I never use shampoo. I haven’t for over years, and I wash my granddaughter’s hair the same way. I wash my hair with baking soda, and about every third or fourth wash, I rinse with an apple-cider-and-water rinse, which restores the natural pH balance of the hair. (Lemon juice will do, too) My hair is cleaner, healthier, longer, shinier than ever, and baking soda costs pennies to the dollars of fancy shampoo. It doesn’t sting the eyes, or contain harmful chemicals. If you want more info on baking soda shampoo, it’s all over the web. It’s often referred to as “no poo” or “no shampoo”. I have a previous post here, Never Shampoo Again.
I make my own “conditioner” too. I float a tablespoon of light olive oil in a small amount of water in a spray bottle. I shake well, and spritz this on my granddaughter’s hair in the morning before brushing. It helps make the hair shiny and tames down the frizzies. It even helps with detangling.
I bought a super-soft hair brush. Don’t get something stiff and scratchy and made of plastic. For your preschooler’s hair, you can get a natural boar’s bristle brush, which is often very soft. It may seem like it doesn’t do the job, but it will, and it won’t pull. Your child may enjoy having her hair brushed again when she learns it doesn’t hurt.

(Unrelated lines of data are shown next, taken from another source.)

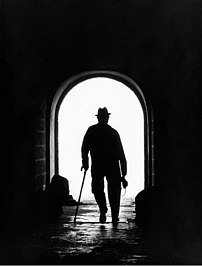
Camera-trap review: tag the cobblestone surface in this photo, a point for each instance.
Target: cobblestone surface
(89, 242)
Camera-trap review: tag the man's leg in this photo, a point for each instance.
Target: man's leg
(99, 195)
(114, 194)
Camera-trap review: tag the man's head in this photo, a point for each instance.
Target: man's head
(103, 115)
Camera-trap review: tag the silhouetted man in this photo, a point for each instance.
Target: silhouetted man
(108, 160)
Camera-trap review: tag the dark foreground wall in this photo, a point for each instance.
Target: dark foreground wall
(158, 44)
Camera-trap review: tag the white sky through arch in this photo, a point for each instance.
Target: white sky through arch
(77, 112)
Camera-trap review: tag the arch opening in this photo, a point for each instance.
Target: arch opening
(73, 111)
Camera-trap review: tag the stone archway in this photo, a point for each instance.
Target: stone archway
(72, 82)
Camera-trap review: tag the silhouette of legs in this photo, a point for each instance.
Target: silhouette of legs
(98, 191)
(114, 193)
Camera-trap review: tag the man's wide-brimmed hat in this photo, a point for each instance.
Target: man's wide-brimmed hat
(103, 112)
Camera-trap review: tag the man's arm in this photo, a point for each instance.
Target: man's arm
(123, 163)
(84, 151)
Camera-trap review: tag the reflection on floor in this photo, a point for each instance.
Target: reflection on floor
(87, 241)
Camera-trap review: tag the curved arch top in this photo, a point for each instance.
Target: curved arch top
(67, 85)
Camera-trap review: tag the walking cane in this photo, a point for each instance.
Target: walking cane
(79, 196)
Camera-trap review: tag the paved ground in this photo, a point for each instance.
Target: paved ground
(87, 241)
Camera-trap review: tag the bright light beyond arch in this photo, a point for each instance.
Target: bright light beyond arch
(77, 112)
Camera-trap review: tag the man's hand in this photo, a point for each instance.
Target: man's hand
(85, 167)
(124, 182)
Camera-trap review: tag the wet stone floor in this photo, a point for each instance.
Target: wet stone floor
(89, 242)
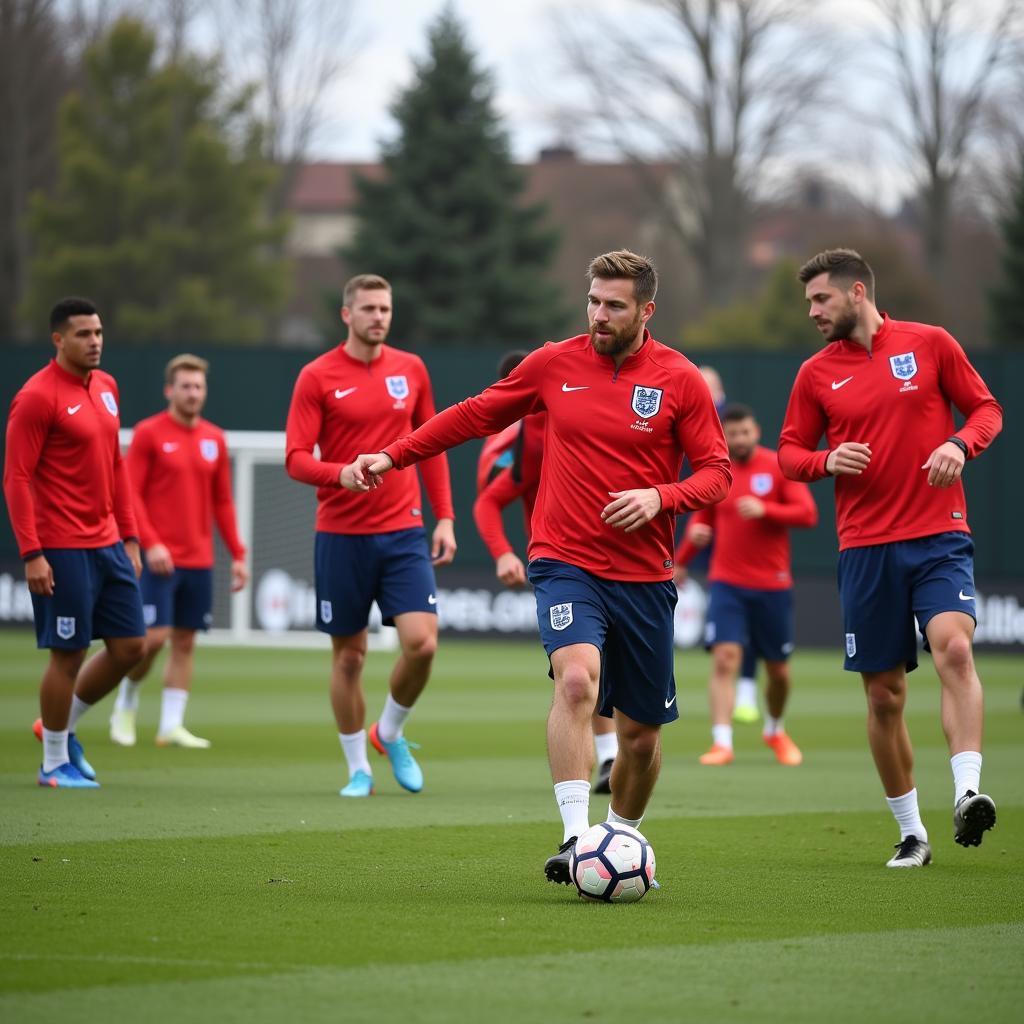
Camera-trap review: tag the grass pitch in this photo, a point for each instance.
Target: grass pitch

Finally, I let her brush my hair. I let her see how much I LOVE to have my hair brushed. I let her put funny hair things in my hair. I’m modeling preferred behavior for her, the way I want her to act.
This is a “killer combination”. You use modeling, positive reinforcement, and make it a really enjoyable experience, and the hair battles should end. If after you’ve tried everything else, and it’s still a problem, then you may want to discuss a very short hair cut with your child. Don’t cut her hair without her permission- she may never forgive you! But she can help to be part of the decision making process. Either she lets you brush her hair, or she needs to have it cut short.